Paint: a medium deeply rooted in art history, whose value is all too hastily disregarded in our technology-driven era. At Pearl Lam Galleries, tucked away in Hong Kong’s glorious, historic downtown Pedder Building, is one reason to be excited about painting—namely, “Straight White Male,” Australian artist Ben Quilty’s first solo exhibition in the Asian metropolis. The show does not disappoint. Fourteen fleshy, captivating portraits and landscapes consume the gallery space, demanding attention from viewers while drawing them deep into Quilty’s world of canvases, which are covered in thick strokes of glossy oil paint and encompass a lush palette of colors.
The portraits are—literally—of straight, white men. Specifically, they include Private Phil Butler, an Australian military veteran who, upon returning from the Vietnam War, was diagnosed with PTSD (Post Traumatic Stress Disorder) and left his family for the streets. The portraits also include that of Quilty’s cousin, a photojournalist based in Paris, and Quilty’s father, who is a recurring subject in the artist’s portraiture work and a figure he credits for his interest in Australian masculinity.
These are, however, not happy portraits. A repeating element is the depiction of what appears to be a severed head. The expressions on the faces are emotionally loaded with angst and a sense of gloom. The head in Private Phillip Butler 7ARU, no.2 (2014) appears to be in the process of transforming into a cup, with a mug handle growing out of its side. In another work, The Photojournalist (AQ) (2014), the head is depicted with all the colors of the rainbow, but also grossly disfigured and in a mid-metamorphic state. Quilty doesn’t shy away from painting himself either. Straight White Male, Self Portrait (2014) portrays the artist in the same, grotesque state of metamorphosis as his other subjects, with his upside-down head detached from his torso.
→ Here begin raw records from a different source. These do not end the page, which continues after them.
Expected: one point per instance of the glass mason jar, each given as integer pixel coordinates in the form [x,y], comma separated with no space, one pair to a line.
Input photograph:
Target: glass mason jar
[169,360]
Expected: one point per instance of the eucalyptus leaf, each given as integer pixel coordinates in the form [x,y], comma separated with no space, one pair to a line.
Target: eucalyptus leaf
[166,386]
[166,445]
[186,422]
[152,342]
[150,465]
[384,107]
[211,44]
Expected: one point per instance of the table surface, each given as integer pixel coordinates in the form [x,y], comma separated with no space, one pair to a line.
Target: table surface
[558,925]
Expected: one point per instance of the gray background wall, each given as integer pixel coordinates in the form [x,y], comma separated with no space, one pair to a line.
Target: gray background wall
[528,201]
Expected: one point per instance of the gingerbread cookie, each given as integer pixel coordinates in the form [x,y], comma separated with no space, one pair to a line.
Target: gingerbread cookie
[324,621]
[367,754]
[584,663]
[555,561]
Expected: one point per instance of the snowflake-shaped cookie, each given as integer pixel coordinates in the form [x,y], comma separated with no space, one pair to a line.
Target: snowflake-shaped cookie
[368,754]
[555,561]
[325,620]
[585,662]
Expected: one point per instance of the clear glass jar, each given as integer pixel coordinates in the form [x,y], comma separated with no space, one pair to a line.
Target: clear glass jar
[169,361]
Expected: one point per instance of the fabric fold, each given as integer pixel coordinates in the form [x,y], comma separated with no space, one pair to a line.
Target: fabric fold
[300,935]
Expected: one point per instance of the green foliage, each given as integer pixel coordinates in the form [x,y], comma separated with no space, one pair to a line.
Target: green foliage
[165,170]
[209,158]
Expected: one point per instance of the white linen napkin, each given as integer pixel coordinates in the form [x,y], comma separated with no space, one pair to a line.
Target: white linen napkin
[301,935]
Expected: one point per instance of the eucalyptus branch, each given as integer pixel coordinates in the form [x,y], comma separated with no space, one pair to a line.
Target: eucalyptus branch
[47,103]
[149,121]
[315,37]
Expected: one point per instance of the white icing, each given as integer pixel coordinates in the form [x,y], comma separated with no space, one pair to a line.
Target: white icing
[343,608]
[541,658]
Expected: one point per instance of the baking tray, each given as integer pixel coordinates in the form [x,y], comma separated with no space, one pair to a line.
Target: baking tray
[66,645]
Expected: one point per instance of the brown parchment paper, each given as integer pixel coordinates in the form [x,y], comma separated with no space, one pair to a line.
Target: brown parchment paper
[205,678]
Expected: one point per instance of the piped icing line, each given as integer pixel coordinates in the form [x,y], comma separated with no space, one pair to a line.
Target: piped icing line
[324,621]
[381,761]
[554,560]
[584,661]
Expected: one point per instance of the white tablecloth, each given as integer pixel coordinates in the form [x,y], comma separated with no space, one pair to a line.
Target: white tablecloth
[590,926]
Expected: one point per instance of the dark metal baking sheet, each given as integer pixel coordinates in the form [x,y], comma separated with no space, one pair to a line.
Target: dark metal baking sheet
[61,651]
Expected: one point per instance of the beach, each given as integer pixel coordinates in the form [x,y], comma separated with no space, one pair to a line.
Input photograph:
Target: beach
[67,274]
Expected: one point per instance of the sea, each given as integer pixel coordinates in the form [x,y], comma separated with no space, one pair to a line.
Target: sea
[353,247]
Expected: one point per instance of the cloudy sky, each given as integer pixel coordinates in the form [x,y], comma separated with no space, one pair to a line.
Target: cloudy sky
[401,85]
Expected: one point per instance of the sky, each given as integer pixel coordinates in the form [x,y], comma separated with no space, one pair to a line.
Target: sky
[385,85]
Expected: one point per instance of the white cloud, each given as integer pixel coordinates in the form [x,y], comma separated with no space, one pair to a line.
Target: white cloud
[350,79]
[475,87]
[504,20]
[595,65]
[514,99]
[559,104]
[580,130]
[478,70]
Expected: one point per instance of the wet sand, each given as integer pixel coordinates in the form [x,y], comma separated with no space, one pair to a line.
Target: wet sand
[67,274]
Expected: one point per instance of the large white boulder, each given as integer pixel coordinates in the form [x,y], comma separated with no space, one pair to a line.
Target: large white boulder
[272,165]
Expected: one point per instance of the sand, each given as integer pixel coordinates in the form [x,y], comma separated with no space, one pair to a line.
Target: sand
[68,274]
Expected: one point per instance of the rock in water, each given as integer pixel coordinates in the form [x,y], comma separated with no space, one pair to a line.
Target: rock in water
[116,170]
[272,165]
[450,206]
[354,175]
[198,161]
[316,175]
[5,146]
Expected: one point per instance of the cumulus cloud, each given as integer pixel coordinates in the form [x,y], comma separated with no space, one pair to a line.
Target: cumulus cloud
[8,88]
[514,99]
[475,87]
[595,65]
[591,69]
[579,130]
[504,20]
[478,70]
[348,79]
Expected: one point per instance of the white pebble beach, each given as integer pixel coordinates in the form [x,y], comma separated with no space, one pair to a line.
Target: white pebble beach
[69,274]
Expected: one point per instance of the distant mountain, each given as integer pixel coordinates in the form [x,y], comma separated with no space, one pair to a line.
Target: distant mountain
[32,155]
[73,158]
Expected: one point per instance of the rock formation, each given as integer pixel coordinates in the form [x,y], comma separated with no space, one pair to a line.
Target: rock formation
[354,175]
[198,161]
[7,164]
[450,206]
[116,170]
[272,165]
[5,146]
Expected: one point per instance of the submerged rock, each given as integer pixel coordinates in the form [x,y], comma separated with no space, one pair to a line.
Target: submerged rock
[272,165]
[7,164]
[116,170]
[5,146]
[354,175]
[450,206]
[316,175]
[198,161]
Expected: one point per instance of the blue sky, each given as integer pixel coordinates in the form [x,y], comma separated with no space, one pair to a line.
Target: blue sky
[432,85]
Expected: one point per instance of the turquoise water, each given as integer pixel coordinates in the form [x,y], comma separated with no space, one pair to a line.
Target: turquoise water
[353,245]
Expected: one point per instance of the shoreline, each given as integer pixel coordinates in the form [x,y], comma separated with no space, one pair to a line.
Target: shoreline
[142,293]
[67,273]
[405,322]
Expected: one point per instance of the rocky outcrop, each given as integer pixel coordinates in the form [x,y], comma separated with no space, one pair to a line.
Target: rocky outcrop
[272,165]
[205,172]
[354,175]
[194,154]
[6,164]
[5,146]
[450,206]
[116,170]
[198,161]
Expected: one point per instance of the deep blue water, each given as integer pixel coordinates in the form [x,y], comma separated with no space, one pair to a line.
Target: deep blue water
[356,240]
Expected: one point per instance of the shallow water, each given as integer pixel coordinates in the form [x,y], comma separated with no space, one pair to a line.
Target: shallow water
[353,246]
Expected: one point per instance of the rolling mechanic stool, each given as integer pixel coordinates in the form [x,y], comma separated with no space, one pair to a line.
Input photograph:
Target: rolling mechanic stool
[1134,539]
In 2011, the artist spent a month in Afghanistan as an official war artist; and his portraits reflect his observations of (and empathy for) soldiers returning from war, who are left to face the scars of trauma and uncertainty of their future.
“Straight White Male” extends Quilty’s exploration of masculinity’s darker side, the forms of masculinity embraced by war, and dangerous, coming-of-age initiation rites drawn from his own experience growing up in the outer suburbs of northwestern Sydney. He admits to partaking voluntarily in the careless and risky behavior often attributed to young Australian men, which he maintains is an inescapable rite of passage, influenced by alcohol and drug-induced recklessness. This rather somber image is reflected in Pacific Self Portrait (2014). Part of Quilty’s new “Pacific Island/Ocean” series of paintings, it is inspired by his many visits to Bali, where he has been mentoring Myuran Sukumaran, a convicted Australian drug smuggler currently on death row. Bali is also the party hotspot for many young Australians engaging in the rash, risk-taking behavior that Quilty explores in his work. In Pacific Self Portrait, which is made in the artist’s Rorschach-inspired style, the tropical island of Bali is both a paradise and a hell.
Quilty has employed his monoprint technique since 2007. For him it symbolizes the depth of intellectual inquiry in his paintings and his encounters with conflicting sides of war, masculinity and histories of colonialism and racism. Inspired by the Rorschach test—a psychological tool that analyzes a person’s interpretation of inkblots to determine their personal and emotional characteristics—Quilty’s monoprint approach produces a copy (albeit a flawed and damaged one) of another image that he created, through the action of pressing a painted canvas onto a clean one.
The definite highlight of the exhibition, Fairy Bower Falls Rorschach no.2 (2014), can be first seen through a glass panel separating the gallery space from its reception desk. It is impossible not to gravitate toward this magnificent, twelve-panel landscape painting depicting a popular tourist spot in the southern highlands of New South Wales, Australia. This location is also the alleged unmarked site of an infamous massacre, in which a tribe of indigenous Aboriginal people were killed by two, young white men during the early 19th century—a legend that has been passed down through oral history. The site, Fairy Bower Falls, is portrayed alongside a distorted, imperfect mirror image of itself, indicative of the two contested sides of its murky history. The painting is alluring, yet discovering the dark history that Quilty is referring to in his work causes one to question the hidden history behind this beautiful site, and to sense the potency of the landscape depicted in each loaded brushstroke.
The paintings hung in this exhibition call for contemplation—of what we know and what we wish to avoid—about the murky secrets of colonialism, the unspoken problems associated with aggressive forms of masculinity and the brutal struggles of war veterans. Paint is Quilty’s most powerful tool, and he uses it to his advantage.
“Straight White Male” is on view at Pearl Lam Galleries, Hong Kong, until March 1, 2015.
Denise Tsui is assistant editor at ArtAsiaPacific.